A Pilot Study of Response-Driven Adaptive Radiation Therapy for Patients With Locally Advanced Non-Small Cell Lung Cancer
- Conditions
- Carcinoma, Non-Small-Cell Lung
- Interventions
- Radiation: Response-driven Adaptive Radiation TherapyDevice: FDG-PETDevice: V/Q SPECT
- Registration Number
- NCT02492867
- Lead Sponsor
- University of Michigan Rogel Cancer Center
- Brief Summary
Successful treatment of lung cancer with radiation therapy requires that the physicians determine exactly where the tumor is in the patient's body and seek to limit any unnecessary radiation to normal parts of the body. This study is designed to apply functional imaging, Fluorodeoxyglucose-Positron Emission Tomography (FDG-PET) ("a PET scan") and Ventilation/Perfusion Single Photon Emission Computerized Tomography (V/Q SPECT) ("a perfusion scan"), before treatment and then again during treatment to see if this scanning helps predict how well the treatment works and how well the lung functions during treatment. FDG-PET is a modern technology that uses small amounts of a radioactive glucose (FDG) to make images of the whole body and areas of active cancer. V/Q SPECT is an image mapping tool that helps assess how well the lungs are working. A Computerized Tomography (CT) will also be performed along with both of these procedures to help the researchers see clearly where the cancer or the healthy lung is located.

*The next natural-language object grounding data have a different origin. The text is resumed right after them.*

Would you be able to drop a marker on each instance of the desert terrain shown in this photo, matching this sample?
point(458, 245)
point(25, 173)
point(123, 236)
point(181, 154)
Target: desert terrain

The researchers are also doing blood and urine tests in this study to look for markers to see if this helps them determine the patient's risk of developing side effects from radiation to the lungs. The researchers hope by using these types of tests that they can have more information to help decrease the amount of toxicity patients have from this type of treatment. The researchers hope that this study will help them in the future to design radiation treatment plans that provide the best treatment for each individual patient.
- Detailed Description
This is a pilot study to improve local tumor control while maintaining the same rate of treatment toxicity by adapting therapy to the uninvolved lung and esophagus while continuing to adapt therapy to the tumor for patients with Stage II/III NSCLC.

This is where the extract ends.